Beginning the Analysis Phase.

Today we will work with the superhero dataset
We will apply some basic statistics functions.
- I will discuss these as we compute them.
- Please help out.
- If you have not had a stats class, please ask if you don't understand what we are computing.
Make a copy of the Raw Data tab, call it Working Data
Let's name the fields in the working data tab.
- On the Working Data worksheet select the entire data range.
- On the Formulas tab in the Defined Names select Create from Selection
- Make sure that top row is the only thing selected.
- Press OK.
Check your new names by clicking on the Name Manager in the same area
- If the scope of the name is workbook, it is available everywhere.
- If you set the scope to be worksheet, this will only be available in the worksheet.
- Be careful not to define the same name twice.
Let's start by analyzing the Height field.
- Add a new tab, label this Height
- In A1 put: This worksheet provides a basic analysis of the height field.
Counting the field is sometimes helpful
- At this stage it will let us know if all of the data is valid
- Move to the Height worksheet.
- In A5 put Numeric
- In B5 put =count(height)
- Did this computation do what you expected?
  - What did you expect?
  - What did it produce?
  - How do we know this is valid?
- There are a few other count functions I would like you to do
  - In A3 put Counts
  - Merge this across A3:B3
  - In A4 put All
  - In B5 put =counta(height)
  - There doesn't seem to be a difference here.
    - Add a sandbox tab.
    - In A1:a3 put 1, 2, 3
    - An A4:A6 put a, b, c
    - In A8 put NA
    - In A9 put na (lower case)
    - Name A1:A9 as list1
      - Use the define name selection in the name manager
      - Set the scope to be sandbox
    - Do a count, counta on list1
    - Add a =countblanks(list1)
    - Add a cell called NA, then =countif(list1, "na"), or better yet, reference the cell.
    - What information can we gather from these four counts?
  - Return to the Height worksheet and add the other two counts.
  - In every stats class you discuss the "measures of central tendency"
    - What are these?
      - Mean
      - Median
      - Mode
      - Midrange
    - Mean
      - This is what is generally meant by "average".
      - Add up all of the numbers and divide by the number of numbers.
      - Should we use the formula?
      - Ok in cell A9 put Mean
      - In B9 put =average(height)
      - What does this tell us?
      - Is this what we expect?
      - Let's go back to the sandbox
        
        Find the average of list1.
        What happened to the other values?
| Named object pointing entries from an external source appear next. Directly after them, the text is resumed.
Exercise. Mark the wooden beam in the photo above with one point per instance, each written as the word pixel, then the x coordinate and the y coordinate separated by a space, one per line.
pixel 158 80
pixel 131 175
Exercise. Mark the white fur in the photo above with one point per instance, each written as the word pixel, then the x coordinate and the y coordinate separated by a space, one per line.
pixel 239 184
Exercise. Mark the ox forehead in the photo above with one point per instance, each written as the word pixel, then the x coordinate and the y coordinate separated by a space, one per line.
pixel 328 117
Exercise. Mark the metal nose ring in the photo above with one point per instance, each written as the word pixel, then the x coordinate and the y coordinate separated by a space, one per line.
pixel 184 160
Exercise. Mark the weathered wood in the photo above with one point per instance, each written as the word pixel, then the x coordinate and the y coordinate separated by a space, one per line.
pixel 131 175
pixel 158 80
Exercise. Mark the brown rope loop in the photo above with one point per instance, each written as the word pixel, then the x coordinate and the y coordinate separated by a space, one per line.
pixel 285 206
        Change the value in cell A1 to be 10000
        What happened to the mean?
        Outliers change the mean?
    - The median is the middle number
      - Sort the numbers and find the one in the middle.
      - The formula =median(height) will calculate the median
      - Is there anything strange about these results?
        
        Height is approximately normal
        This says that the mean, median and mode are about the same,
        And that the data follows the bell curve.
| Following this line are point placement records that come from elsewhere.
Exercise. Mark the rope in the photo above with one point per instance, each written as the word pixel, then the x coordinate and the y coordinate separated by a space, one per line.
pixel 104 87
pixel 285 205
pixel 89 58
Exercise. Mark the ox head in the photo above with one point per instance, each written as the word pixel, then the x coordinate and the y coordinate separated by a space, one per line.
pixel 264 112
      - So we can be a little worried about the difference here.
      - Back to the sandbox
        
        We can generate a normal distribution for men
        
        mean = 172
        Standard deviation = 10
        =norm.inv(rand(), 172, 10)
        Copy this down.
        Name the range.
        Compute mean and median on this.
        Draw Histogram.
        Copy this histogram
        Compute the histogram for height.
        What do you see?
    - We will skip the mode for now.
  - The median is a measurement of position as well.
    - Half the data is above th median
    - Half is below.
    - We can look at the data that is at the 25^th position.
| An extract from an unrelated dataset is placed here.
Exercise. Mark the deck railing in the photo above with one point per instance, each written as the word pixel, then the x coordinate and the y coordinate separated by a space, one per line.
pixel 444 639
    - This is called the quartile.
    - There are many ways to compute the quartile functions in stats.
    - There are in excel as well.
      - The function takes a range and a stat to compute.
        
        0 means min
        1 means 25%
        2 means 50% or median
        3 means 75%
        5 is max.
      - =quartile is deprecated or has been replaced
      - =quartile.inc, =quartile.exc
      - I don't care which of the later you use, but I tend to use .inc
    - Compute the quartiles for height.
    - I think we have a problem here.
    - Draw a box and whisker plot for each.
    - Discuss outliers and inner quartile distance.